Justices of the Supreme Court of the United States have heard oral arguments in a case challenging the federal government's right to monitor telephone and email conversations between people in the United States and those other countries.
The case, brought by lawyers, journalists and civil rights organizations, including Amnesty International, challenges a 2008 amendment to the Foreign Intelligence Surveillance Act that allows the eavesdropping to take place without a warrant.
They say the program violates the protection against illegal searches and seizures provided under the Fourth Amendment to the U.S. Constitution. They say that fear of surveillance forces people to adopt costly measures to ensure that communications abroad remain confidential.
But the arguments heard by the court focused not on the monitoring, but on whether the defendants have the right to bring their case before the courts.
The government argues that the defendants cannot show that they have personally suffered as a result of the wire-tapping.
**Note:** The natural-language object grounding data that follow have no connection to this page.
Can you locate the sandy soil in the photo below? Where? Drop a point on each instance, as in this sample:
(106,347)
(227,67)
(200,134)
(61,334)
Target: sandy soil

Several justices questioned whether anyone would able to contest the law in court because the people targeted for wiretapping are not U.S. citizens and that the Americans being surveilled would never know that their conversations were being monitored.
The wire-tapping program was put into place by former President George W. Bush after the 2001 attacks on New York and Washington to find people with ties to al-Qaida and other terrorist groups. The program ended in 2007, but it was reinstated by Congress the following year.
The Supreme Court is expected to rule on the case next year.